UK growth to rebound through 2025 after a sluggish January
Don’t be distracted by volatility in the monthly GDP numbers, because despite a surprise fall in January’s economic output, higher government spending should lead to reasonable growth through 2025. Whether that’s enough to avert tough decisions for the Treasury, we’re not so sure
The UK economy got off to a sluggish start in 2025, judging by the 0.1% fall in output through January. Manufacturing has had a particularly bad run, having grown in just one of the past five months, driven in large part by weakness in car production. Outside of that, it’s hard to pick out many consistent trends from the past few months and the simple reality is these monthly numbers are unhelpfully volatile. January’s fall only partially offsets a very healthy December for overall economic growth (+0.4%). And that strong end to the fourth quarter sets up a decent base for overall first quarter growth, which we expect at 0.3%.
In short, January’s weakness shouldn’t detract from what is likely to be a fairly reasonable year for UK growth. The Treasury is dramatically boosting day-to-day spending this year, even if some of that will get pared back in the Spring Statement later this month. Given much of that spending boost will land in wages, the impact on the wider economy should be discernable in the GDP numbers this year.
January's fall in monthly GDP only partially offset a strong December
The problem for the Treasury is that its independent forecaster, the Office for Budget Responsibility, has been far too optimistic on 2025 growth. Its 2% forecast looked wildly optimistic even when it was announced back in October. The truth is likely to be more like half that.

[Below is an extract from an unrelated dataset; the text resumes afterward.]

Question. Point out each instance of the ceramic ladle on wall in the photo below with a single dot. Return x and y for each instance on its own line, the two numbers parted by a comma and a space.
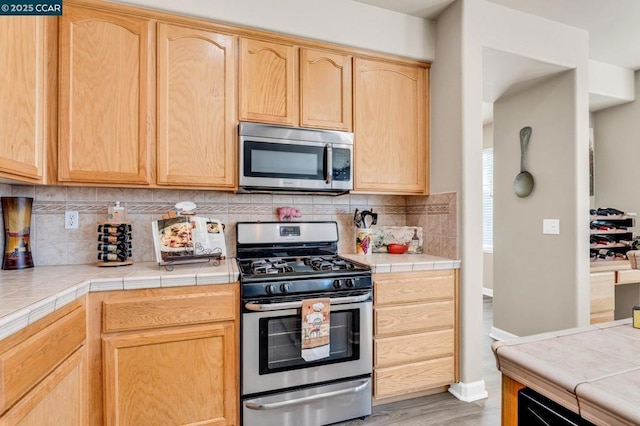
523, 183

That downward revision, in and of itself, shouldn’t move the dial too much for Chancellor Rachel Reeves as she tries to rebuild the “fiscal headroom” that has been eradicated by higher market rates. But that is contingent on the OBR making no further downward revisions to growth in future years, which are more heavily linked to its view on longer-term trends for productivity.
The difficulty for the Treasury is that its recent flurry of announcements, from planning reform to airport expansion, are unlikely to convince the OBR to upgrade those longer-term predictions. As we discussed in a separate article, this partly explains why the government is looking more carefully at changes to the UK’s economic relationship with the EU. Closer alignment would almost certainly convince the OBR to boost its forecasts, though we're less convinced this would make a decisive difference to the outlook for the public finances.

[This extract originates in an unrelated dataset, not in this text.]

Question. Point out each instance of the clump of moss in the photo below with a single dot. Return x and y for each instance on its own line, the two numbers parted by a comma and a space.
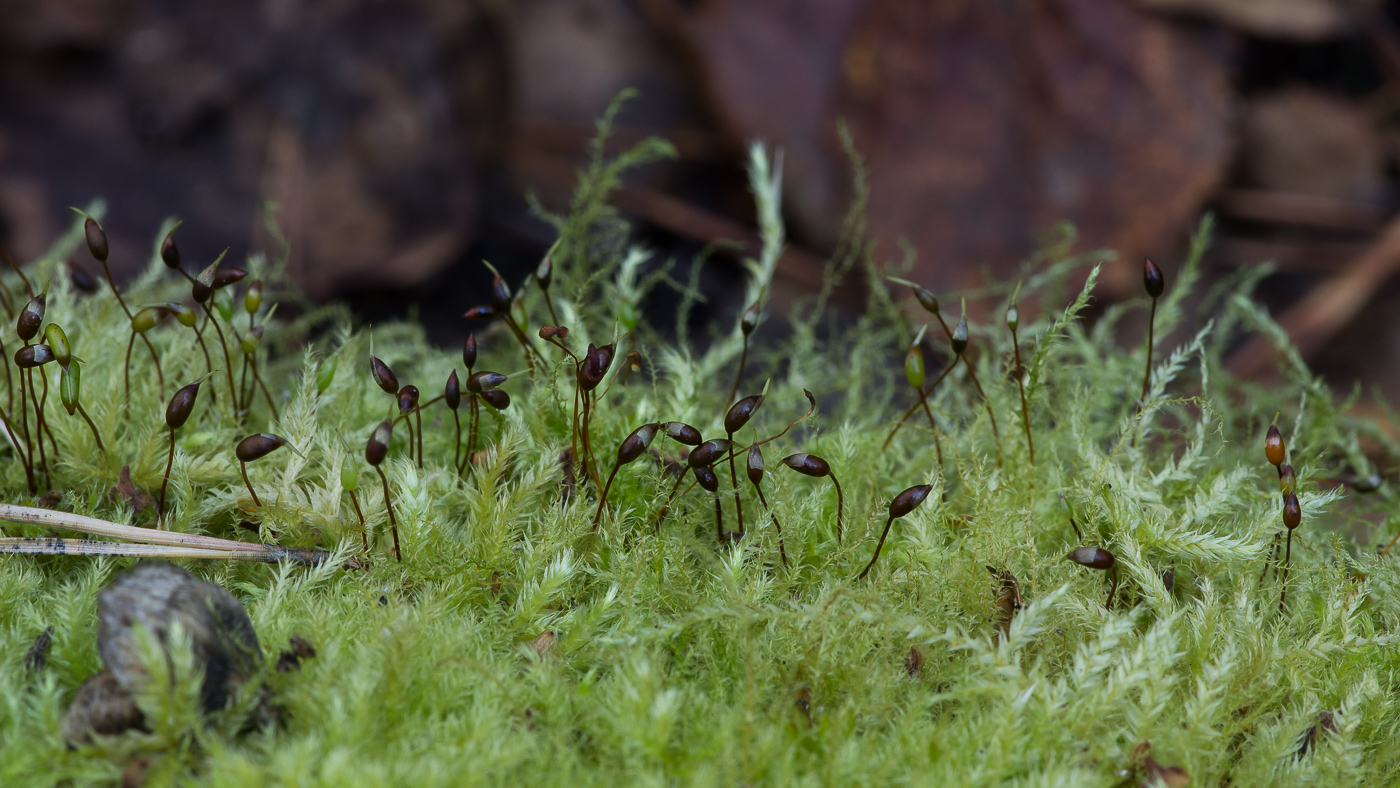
517, 644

For the Bank of England, the recent run of data, including today’s weakness in January GDP, is unlikely to have shifted the dial materially ahead of its meeting next week. In general, the committee seems to be getting a little more cautious, in light of sticky wage growth and services inflation. The major question mark, both for the BoE and the growth outlook generally, is what impact the big tax hike on employers next month will have on the jobs market, which has already cooled significantly over recent months. A spike in layoffs, which so far hasn’t happened, could be a game changer for the 2025 growth outlook and for monetary policy.
For now, we expect the Bank to continue its quarterly pace of cuts, with moves in May, August and November this year.